Cook on low temperature
Cooking vegetables at a lower temperature can reduce vitamin loss while controlling fat intake. For example, use an open oven or air fryer instead of traditional frying.
Mix it up
Pairing vegetables with other ingredients such as lean meats, beans, nuts, etc., can enhance the taste while ensuring a balanced nutrition.
Control the amount of oil
Even healthy oils, such as olive oil, should be in moderation. Spray bottles can be used to control the amount of oil, which allows for more precise control of oil intake.
Increase dietary fiber
Choose vegetables that are high in dietary fiber, such as broccoli, bean sprouts, spinach, and kale, which can help slow the rate at which blood sugar rises.
Try the salad
After the vegetables are washed, they are soaked in cold water, then blanched in cold water, and finally seasoned with a small amount of olive oil, vinegar, and salt to make a salad that is both healthy and delicious.
2
We recommend 6 ultra-low-calorie vegetables
Sugar friends can also eat with confidence
For people with diabetes, choosing low-calorie and nutritious vegetables is an important part of the diet. Here are the 6 recommended vegetables that are not only low in calories, but also suitable for diabetics:
broccoli
Broccoli is a very low-calorie vegetable rich in vitamin C, dietary fiber and minerals. It has a low glycemic index (GI) and is suitable for diabetics.
tomato
Tomatoes contain a lot of vitamins A, C and potassium, and are very low in calories, making them suitable for diabetics as a daily vegetable.
Cucumber
Cucumbers are very low in calories, contain almost no sugar, and are rich in dietary fiber, which helps diabetics control their blood sugar.
carrot
Carrots are rich in β-carotene, vitamins C and E, and dietary fiber, making them a great vegetable choice for diabetics.
Serina
Celery contains more dietary fiber, which can help diabetics improve digestion, and it has a low glycemic index, which helps control blood sugar.
spinach
Spinach is a low-calorie vegetable rich in iron, calcium, vitamins A and C, which can help strengthen the body of diabetics without causing a large spike in blood sugar.
3
Which condiments are suitable for diabetics
soy sauce
Soy sauce is a commonly used condiment that contains amino acids, a small amount of sugar, and salt. Choosing low-salt soy sauce or light soy sauce can reduce sodium intake, but be careful not to overdo it.
vinegar
Vinegar is a healthy condiment that adds flavor to food and contains acetic acid, which helps control blood sugar.

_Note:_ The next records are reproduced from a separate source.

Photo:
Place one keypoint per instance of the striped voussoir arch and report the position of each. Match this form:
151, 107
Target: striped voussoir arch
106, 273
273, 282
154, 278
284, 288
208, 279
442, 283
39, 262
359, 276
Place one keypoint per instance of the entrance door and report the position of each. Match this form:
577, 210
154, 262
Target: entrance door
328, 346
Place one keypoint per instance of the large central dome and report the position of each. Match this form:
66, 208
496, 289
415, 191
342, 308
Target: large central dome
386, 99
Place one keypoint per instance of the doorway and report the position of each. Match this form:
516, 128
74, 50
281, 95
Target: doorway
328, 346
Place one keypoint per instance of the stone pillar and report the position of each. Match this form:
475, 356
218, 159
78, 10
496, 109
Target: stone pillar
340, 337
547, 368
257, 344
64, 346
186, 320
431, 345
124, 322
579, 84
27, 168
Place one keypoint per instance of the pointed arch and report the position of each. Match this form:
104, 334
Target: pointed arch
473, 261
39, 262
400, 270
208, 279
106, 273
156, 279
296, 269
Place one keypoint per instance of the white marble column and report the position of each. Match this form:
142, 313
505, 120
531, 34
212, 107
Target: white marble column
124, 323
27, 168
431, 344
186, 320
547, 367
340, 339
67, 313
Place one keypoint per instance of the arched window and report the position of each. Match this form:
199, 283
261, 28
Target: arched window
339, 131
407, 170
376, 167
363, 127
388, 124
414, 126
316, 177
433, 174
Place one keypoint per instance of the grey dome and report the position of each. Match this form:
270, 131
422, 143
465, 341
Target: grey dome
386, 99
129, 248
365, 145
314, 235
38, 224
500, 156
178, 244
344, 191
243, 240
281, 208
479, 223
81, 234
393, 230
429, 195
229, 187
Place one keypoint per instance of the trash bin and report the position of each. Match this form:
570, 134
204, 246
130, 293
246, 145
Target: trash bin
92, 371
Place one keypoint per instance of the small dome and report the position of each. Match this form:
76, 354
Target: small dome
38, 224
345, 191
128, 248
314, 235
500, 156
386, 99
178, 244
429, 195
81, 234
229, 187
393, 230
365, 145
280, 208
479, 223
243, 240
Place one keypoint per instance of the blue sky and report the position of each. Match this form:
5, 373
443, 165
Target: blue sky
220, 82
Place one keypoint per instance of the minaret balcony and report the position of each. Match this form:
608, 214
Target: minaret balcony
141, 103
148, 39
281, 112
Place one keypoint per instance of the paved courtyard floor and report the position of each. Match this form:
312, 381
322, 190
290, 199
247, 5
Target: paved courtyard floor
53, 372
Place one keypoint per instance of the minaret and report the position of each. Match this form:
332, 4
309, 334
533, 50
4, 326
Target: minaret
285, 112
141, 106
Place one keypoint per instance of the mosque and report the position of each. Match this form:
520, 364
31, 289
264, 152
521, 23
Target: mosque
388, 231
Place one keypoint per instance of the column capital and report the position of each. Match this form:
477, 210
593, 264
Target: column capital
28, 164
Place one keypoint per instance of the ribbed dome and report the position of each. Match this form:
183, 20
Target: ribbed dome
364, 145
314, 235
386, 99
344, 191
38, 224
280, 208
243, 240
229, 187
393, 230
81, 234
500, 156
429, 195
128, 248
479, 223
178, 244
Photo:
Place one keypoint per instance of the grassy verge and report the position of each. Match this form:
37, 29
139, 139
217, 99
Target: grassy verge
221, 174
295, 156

Be careful not to overdo it when using it, so as not to affect the stomach acid balance.
pepper
Sichuan pepper has a good flavoring effect, can enhance the aroma of food, and is low in calories and has little effect on blood sugar.
Chili sauce
Chili sauce can add spiciness to food, but choose products that don't contain sugar and use them in moderation to avoid excessive calorie intake.
mustard
Wasabi can help control blood sugar, especially in Wasabi, which contains a substance called isothiocyanate, which has been shown to help lower blood sugar.
olive oil
Olive oil is a healthy source of fat that can be used in cooking and cold dressing, helping to reduce the total number of calories in food.
Diabetics should also pay attention to reading product labels when choosing condiments and avoid products that contain added sugar or high sodium. At the same time, condiments should be used in moderation according to personal taste and health status to maintain a diverse and balanced diet.